TOFU means that the cert you trust is either a self-signed on by the site operator, or a malicious MiTM cert. There's literally no way of telling.
Many gemsites just piggy-back their certs off Let's Encrypt, so you get frequent warnings about cert changes as the LE certs expire. This trains users just to hit the "trust cert" button.
TLS on Gemini only provides confidentiality, not authentication or integrity.
There are in fact people that are (were? it's not immediately clear from the link) factoring reused factors in RSA keys. There's a good chance that the keys containing "entertaining" numbers were found by this project (and perhaps revoked, as a service).
The video is pretty fun. I'm not sure if it explains https and PKI only to people who already know it or if these things cannot be explained and so we might as well make some silly drawings. I missed some ironies and said "huh" in a distant tone.

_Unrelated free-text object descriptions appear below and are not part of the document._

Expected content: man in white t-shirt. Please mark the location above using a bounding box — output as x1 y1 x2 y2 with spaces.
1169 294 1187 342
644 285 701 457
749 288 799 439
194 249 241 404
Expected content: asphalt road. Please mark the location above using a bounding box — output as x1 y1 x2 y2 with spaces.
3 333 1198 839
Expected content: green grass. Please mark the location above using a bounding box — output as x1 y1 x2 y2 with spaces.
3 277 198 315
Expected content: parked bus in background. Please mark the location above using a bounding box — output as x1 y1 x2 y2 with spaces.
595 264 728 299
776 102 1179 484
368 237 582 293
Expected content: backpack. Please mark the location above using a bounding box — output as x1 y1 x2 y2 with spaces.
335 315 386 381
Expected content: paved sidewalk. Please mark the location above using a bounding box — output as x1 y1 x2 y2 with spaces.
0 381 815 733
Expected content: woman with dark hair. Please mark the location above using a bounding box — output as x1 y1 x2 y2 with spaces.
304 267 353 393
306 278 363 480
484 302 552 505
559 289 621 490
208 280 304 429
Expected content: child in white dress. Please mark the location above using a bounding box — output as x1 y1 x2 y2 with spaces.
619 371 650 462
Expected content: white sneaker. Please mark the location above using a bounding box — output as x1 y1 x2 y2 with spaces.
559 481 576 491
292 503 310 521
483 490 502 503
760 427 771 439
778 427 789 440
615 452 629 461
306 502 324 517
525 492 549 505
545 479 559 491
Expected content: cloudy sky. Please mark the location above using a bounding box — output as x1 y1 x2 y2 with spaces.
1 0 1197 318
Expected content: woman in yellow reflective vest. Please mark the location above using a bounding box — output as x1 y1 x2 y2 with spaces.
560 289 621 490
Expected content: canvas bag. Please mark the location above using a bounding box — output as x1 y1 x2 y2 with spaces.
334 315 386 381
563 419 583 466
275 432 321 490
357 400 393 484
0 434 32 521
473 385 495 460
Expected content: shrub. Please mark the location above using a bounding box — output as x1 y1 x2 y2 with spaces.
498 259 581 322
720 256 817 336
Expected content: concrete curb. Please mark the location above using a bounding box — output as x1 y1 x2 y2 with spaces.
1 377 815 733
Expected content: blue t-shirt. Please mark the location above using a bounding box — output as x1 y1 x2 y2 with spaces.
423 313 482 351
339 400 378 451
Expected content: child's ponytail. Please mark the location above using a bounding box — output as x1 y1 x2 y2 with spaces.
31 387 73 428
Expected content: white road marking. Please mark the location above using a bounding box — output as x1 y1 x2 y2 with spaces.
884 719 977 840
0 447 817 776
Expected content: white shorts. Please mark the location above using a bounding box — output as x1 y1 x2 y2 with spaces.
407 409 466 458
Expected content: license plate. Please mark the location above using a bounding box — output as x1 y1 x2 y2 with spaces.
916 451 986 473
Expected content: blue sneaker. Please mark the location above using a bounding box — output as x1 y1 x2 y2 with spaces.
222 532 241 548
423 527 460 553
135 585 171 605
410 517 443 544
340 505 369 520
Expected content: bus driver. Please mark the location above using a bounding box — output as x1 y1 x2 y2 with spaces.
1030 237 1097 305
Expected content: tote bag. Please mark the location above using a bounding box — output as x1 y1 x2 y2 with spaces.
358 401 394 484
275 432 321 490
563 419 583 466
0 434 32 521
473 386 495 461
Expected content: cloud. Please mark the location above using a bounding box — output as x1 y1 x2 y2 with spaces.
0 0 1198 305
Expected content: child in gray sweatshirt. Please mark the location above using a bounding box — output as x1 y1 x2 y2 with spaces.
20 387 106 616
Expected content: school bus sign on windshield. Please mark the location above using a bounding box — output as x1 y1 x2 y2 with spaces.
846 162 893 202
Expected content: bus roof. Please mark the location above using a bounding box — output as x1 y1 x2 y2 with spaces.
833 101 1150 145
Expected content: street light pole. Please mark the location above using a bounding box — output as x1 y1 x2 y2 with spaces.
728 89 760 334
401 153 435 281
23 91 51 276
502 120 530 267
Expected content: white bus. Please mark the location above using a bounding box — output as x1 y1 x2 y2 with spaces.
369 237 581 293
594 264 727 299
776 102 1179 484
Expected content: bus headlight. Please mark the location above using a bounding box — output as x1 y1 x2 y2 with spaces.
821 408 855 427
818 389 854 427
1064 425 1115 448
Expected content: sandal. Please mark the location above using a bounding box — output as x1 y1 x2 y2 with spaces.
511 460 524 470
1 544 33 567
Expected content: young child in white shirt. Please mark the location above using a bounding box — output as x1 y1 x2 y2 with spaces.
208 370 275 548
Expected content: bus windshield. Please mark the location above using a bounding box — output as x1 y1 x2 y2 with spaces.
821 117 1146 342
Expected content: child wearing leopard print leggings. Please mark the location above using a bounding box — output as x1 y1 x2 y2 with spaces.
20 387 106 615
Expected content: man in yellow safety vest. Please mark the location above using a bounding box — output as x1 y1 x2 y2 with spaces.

there are many fallacies around TLS. One is that the hundreds of trusted certs in a browser (take Firefox) are all trustworthy. Another being that they would be necessary to encrypt traffic. Why is there so much FUD about self-signed certs?
I love everything Tom puts out. This, too!
Having only watched the video, my takeaway of his main criticism of HTTPS is the inherent centralization that comes from reliance on CAs. I share those concerns. It made me wonder: are there any modern, practical projects that help facilitate substituting CAs for a web of trust for HTTPS/TLS?
I know webs of trust went out of fashion a bit with the likes of PGP (which I still use regularly and like the idea of, despite its... what shall we say, less than stellar user experience and myriad of footguns). But the idea is appealing. Especially if you can alternate between both worlds.